Abstract

SiAlON ceramics are important materials for applications under high mechanical and thermal stress such as cutting tools or engine components. These solid solutions offer a wide variety of microstructures and properties depending on composition and sintering parameters. As observed in most ceramics, also for SiAlON, the effect of subcritical crack growth has to be expected. However, preliminary tests on this material have shown very little subcritical crack growth, whereby the determination of the crack growth exponent n causes difficulties. This work presents a new method to obtain statistically more significant results. SiAlON ceramics can be derived from both alpha- and beta-silicon nitride modifications by substituting silicon by aluminium and nitrogen by oxygen. The possibility to stabilize two crystal structures offers the opportunity to design materials ranging from pure alpha-, mixed alpha/beta-, up to pure beta-SiAlONs.
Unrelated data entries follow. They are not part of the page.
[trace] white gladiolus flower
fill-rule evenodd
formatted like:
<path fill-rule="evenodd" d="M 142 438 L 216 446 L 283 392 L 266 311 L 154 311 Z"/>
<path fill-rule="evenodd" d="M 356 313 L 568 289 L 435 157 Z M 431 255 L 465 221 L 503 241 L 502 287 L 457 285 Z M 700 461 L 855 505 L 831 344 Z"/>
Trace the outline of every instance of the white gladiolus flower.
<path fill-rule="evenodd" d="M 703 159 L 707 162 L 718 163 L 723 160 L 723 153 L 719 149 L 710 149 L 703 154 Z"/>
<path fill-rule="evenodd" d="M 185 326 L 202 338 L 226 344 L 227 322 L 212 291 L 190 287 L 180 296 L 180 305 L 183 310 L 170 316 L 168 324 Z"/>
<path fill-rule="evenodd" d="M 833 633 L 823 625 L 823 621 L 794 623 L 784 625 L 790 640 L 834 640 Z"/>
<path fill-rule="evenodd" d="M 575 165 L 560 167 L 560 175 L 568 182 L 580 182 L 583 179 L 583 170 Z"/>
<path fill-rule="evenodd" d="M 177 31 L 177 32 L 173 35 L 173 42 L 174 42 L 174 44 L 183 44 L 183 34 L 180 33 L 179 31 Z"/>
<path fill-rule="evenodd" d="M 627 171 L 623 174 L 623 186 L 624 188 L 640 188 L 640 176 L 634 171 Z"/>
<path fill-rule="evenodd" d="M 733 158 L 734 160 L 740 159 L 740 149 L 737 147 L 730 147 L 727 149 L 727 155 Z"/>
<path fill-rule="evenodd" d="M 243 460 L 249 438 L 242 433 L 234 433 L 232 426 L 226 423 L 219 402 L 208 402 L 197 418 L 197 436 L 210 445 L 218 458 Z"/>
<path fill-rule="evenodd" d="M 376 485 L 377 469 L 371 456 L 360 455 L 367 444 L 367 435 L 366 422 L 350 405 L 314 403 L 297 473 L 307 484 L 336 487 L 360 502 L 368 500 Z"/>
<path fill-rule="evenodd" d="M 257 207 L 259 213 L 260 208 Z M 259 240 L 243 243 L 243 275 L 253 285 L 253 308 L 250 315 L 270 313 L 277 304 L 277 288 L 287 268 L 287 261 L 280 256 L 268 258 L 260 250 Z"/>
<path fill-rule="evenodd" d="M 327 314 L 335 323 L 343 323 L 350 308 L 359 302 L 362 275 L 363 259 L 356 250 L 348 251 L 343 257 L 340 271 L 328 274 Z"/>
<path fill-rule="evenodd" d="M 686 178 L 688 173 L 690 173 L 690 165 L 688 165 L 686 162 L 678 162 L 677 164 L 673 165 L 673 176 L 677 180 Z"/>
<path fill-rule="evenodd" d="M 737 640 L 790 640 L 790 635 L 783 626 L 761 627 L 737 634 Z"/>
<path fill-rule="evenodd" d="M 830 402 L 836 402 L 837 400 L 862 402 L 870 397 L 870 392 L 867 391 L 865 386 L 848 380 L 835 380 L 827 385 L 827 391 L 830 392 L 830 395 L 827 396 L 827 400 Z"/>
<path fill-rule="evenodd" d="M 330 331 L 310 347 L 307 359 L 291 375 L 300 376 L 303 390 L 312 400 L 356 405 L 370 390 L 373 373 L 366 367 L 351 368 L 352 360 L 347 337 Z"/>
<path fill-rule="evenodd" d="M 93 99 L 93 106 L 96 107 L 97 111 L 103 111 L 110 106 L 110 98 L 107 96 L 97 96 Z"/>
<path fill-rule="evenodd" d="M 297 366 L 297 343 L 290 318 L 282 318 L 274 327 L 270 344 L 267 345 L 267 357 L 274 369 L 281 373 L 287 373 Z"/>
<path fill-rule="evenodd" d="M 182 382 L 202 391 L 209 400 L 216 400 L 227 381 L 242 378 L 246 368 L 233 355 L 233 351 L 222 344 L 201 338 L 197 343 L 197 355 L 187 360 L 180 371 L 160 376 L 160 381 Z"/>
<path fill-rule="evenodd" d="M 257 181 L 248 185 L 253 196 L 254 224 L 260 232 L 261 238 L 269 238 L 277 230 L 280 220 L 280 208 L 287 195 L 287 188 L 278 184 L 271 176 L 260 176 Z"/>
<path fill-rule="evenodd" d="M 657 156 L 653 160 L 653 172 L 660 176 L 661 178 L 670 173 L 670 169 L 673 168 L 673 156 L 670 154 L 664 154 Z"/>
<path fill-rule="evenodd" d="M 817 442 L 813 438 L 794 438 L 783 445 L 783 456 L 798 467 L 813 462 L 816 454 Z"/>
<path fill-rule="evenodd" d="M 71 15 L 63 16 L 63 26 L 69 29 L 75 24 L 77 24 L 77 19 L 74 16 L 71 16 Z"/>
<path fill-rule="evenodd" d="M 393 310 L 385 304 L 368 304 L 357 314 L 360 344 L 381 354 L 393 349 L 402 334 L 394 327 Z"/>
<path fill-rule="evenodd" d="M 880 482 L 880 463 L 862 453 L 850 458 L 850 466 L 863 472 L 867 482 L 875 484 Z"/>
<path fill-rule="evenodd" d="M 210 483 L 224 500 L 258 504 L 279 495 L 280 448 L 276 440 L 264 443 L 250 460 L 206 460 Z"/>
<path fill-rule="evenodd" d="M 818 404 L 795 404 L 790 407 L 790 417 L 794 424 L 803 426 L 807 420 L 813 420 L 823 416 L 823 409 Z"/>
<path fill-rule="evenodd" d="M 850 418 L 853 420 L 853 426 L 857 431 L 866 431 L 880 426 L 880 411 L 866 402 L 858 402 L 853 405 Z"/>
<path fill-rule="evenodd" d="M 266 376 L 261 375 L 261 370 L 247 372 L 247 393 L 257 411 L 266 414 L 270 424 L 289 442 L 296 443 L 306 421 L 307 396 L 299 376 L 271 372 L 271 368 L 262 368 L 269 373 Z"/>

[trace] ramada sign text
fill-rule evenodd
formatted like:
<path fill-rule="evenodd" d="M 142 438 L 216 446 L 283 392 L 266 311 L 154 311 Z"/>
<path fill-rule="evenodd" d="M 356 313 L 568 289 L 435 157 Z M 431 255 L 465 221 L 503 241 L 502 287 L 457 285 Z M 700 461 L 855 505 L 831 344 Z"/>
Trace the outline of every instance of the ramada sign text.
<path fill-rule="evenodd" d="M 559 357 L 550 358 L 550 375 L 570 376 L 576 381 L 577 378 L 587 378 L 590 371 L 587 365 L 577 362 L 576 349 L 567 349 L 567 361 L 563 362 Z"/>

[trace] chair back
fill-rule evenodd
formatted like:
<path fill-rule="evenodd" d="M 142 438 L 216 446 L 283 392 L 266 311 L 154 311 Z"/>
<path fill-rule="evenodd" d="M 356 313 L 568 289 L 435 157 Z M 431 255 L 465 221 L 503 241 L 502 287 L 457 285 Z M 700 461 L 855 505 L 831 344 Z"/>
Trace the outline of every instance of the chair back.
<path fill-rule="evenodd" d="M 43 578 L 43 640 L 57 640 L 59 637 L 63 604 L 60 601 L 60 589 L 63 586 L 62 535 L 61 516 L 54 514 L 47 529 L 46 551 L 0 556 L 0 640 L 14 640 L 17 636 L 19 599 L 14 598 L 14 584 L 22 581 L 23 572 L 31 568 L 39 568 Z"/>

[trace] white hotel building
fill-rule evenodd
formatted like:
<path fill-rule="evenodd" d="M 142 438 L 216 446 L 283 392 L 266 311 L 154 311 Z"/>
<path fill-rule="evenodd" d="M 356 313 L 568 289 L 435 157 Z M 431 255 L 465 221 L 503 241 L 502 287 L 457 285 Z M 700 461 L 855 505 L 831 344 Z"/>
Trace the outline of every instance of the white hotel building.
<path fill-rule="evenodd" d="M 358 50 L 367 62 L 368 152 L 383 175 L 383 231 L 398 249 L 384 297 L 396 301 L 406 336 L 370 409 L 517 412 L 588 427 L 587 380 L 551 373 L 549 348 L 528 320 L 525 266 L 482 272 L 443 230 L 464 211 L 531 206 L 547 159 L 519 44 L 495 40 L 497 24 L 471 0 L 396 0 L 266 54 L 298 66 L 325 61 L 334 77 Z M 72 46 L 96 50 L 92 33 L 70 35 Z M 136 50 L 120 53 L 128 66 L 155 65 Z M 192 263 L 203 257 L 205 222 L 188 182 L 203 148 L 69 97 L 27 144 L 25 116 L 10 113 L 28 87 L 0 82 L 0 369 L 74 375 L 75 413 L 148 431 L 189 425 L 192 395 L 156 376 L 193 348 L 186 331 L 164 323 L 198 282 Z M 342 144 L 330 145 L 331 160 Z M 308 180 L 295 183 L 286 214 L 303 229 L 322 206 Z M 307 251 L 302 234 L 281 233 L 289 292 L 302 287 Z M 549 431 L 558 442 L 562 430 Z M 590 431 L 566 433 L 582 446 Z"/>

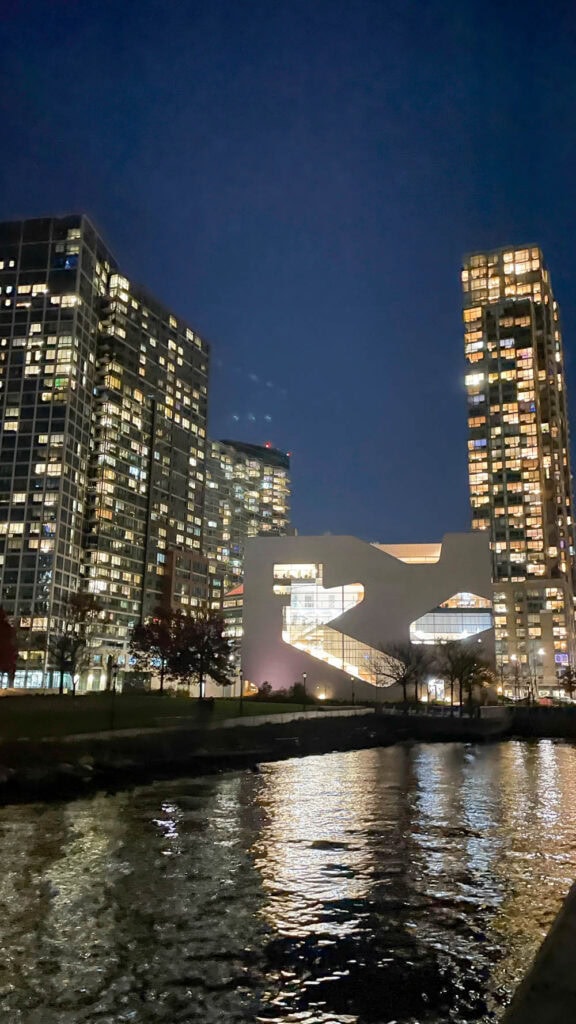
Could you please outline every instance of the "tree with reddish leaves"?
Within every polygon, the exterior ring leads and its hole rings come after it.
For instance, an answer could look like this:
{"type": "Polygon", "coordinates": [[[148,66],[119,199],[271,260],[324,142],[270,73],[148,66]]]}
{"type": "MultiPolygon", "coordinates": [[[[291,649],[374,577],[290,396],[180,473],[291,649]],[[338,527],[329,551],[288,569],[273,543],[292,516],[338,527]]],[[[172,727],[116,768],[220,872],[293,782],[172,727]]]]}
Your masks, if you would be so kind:
{"type": "Polygon", "coordinates": [[[132,630],[130,653],[139,668],[159,669],[160,693],[168,667],[174,655],[176,623],[180,616],[170,608],[157,608],[148,622],[141,622],[132,630]]]}
{"type": "Polygon", "coordinates": [[[206,680],[220,686],[232,686],[231,659],[234,641],[224,635],[224,619],[213,611],[195,615],[178,615],[174,623],[174,643],[168,671],[172,678],[188,685],[198,684],[202,700],[206,680]]]}
{"type": "Polygon", "coordinates": [[[17,661],[16,630],[4,609],[0,607],[0,674],[8,676],[9,686],[14,684],[17,661]]]}

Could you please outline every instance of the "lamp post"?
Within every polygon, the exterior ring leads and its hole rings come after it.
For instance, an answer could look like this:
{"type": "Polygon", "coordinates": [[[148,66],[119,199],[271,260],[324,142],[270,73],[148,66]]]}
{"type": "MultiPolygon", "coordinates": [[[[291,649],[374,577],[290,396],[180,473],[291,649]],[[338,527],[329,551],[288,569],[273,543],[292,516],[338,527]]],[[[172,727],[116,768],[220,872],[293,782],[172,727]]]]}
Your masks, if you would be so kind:
{"type": "Polygon", "coordinates": [[[354,692],[354,683],[355,683],[354,676],[350,676],[350,682],[352,683],[352,704],[354,705],[356,703],[356,694],[354,692]]]}
{"type": "Polygon", "coordinates": [[[114,711],[116,705],[116,680],[118,678],[118,662],[112,655],[108,655],[106,662],[106,686],[110,694],[110,724],[109,729],[114,729],[114,711]]]}
{"type": "MultiPolygon", "coordinates": [[[[536,654],[540,658],[540,668],[542,669],[542,684],[544,684],[544,656],[546,654],[545,648],[544,647],[539,647],[538,650],[536,651],[536,654]]],[[[534,679],[534,694],[533,694],[534,702],[535,703],[536,703],[536,701],[538,700],[538,698],[540,696],[539,685],[540,685],[540,673],[537,672],[536,673],[536,677],[534,679]]]]}
{"type": "Polygon", "coordinates": [[[306,710],[306,680],[308,679],[308,673],[302,673],[302,711],[306,710]]]}

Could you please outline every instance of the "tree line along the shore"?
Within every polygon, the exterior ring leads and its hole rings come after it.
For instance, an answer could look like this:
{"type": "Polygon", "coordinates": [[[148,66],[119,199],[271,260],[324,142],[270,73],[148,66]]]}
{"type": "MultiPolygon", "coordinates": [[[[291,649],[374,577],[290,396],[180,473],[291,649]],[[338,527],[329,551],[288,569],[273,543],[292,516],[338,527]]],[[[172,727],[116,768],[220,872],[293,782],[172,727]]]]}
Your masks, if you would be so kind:
{"type": "MultiPolygon", "coordinates": [[[[67,689],[74,693],[78,677],[87,670],[92,653],[90,641],[101,614],[98,598],[79,592],[70,598],[65,622],[58,631],[49,636],[42,633],[33,636],[33,644],[47,653],[47,667],[58,680],[60,694],[67,689]]],[[[7,677],[9,685],[13,684],[16,671],[23,664],[20,642],[19,631],[0,607],[0,676],[7,677]]],[[[226,635],[225,621],[219,612],[188,613],[158,607],[147,621],[132,629],[128,644],[130,669],[124,674],[125,685],[132,680],[136,687],[144,688],[151,675],[156,675],[160,693],[168,685],[186,687],[189,691],[196,685],[202,698],[208,678],[222,687],[233,685],[237,646],[236,641],[226,635]]],[[[105,668],[105,689],[115,689],[118,663],[109,656],[105,668]]],[[[380,645],[371,669],[376,690],[397,685],[406,705],[420,703],[423,697],[429,699],[427,682],[431,676],[443,682],[450,706],[457,705],[460,709],[484,703],[490,691],[494,698],[498,684],[493,668],[480,656],[476,645],[465,640],[436,645],[410,642],[380,645]]],[[[576,693],[576,672],[570,666],[563,670],[561,681],[566,696],[572,699],[576,693]]],[[[255,696],[303,702],[313,699],[299,681],[290,692],[263,682],[255,696]]],[[[447,702],[445,698],[443,703],[447,702]]]]}

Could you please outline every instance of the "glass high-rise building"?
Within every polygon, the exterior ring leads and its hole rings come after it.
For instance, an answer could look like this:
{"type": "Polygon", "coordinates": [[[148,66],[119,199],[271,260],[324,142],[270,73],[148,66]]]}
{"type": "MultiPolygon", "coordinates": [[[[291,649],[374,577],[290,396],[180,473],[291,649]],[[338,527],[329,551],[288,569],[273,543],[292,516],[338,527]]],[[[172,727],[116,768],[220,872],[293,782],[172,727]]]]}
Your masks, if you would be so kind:
{"type": "Polygon", "coordinates": [[[497,661],[505,689],[551,692],[576,664],[558,305],[536,246],[468,256],[462,284],[472,525],[490,534],[497,661]]]}
{"type": "Polygon", "coordinates": [[[271,444],[209,441],[203,533],[212,608],[242,582],[248,537],[289,528],[289,456],[271,444]]]}
{"type": "Polygon", "coordinates": [[[0,224],[0,603],[20,627],[17,681],[45,683],[46,639],[79,590],[103,608],[94,689],[183,559],[186,603],[205,604],[207,374],[206,344],[86,217],[0,224]]]}

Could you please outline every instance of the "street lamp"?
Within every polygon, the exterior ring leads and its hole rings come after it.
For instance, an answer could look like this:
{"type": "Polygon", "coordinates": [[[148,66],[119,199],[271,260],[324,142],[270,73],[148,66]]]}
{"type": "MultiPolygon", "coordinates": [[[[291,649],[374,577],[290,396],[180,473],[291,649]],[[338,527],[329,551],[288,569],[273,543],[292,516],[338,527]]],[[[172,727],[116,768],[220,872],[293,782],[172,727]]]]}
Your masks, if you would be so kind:
{"type": "Polygon", "coordinates": [[[354,693],[354,683],[355,683],[354,676],[350,676],[350,682],[352,683],[352,704],[355,704],[356,703],[356,694],[354,693]]]}
{"type": "MultiPolygon", "coordinates": [[[[544,656],[546,654],[546,649],[544,647],[539,647],[538,650],[536,651],[536,654],[540,658],[540,667],[542,669],[542,676],[541,676],[541,678],[542,678],[542,686],[544,686],[544,656]]],[[[536,678],[534,680],[534,682],[535,682],[535,686],[534,686],[534,690],[535,690],[534,700],[537,700],[538,697],[539,697],[539,691],[538,691],[539,678],[540,678],[539,673],[536,673],[536,678]]]]}
{"type": "Polygon", "coordinates": [[[109,654],[106,661],[106,689],[110,694],[110,724],[109,729],[114,728],[114,708],[116,705],[116,680],[118,678],[118,661],[109,654]]]}
{"type": "Polygon", "coordinates": [[[302,673],[302,711],[306,710],[306,680],[308,679],[308,673],[302,673]]]}

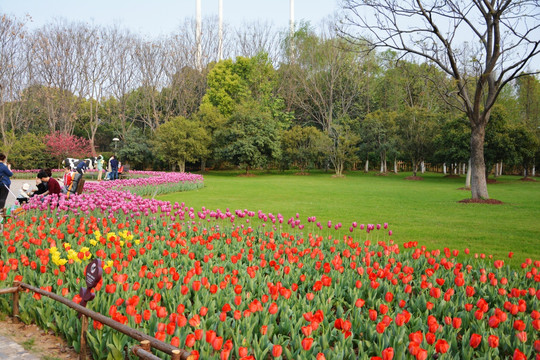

In general, alpha-SiAlONs are in the form of equiaxed grains with high hardness and good wear resistance, but low fracture toughness, whereas beta-SiAlONs have elongated grains with high fracture toughness, but relatively low hardness. To combine the advantages of both SiAlONs, alpha/beta-SiAlON composites have been developed over the past years by different mechanisms including the choice of starting powders, sintering parameters and the amount of additives. Sintering additives are necessary because SiAlONs are densified by a liquid phase sintering process like silicon nitride materials.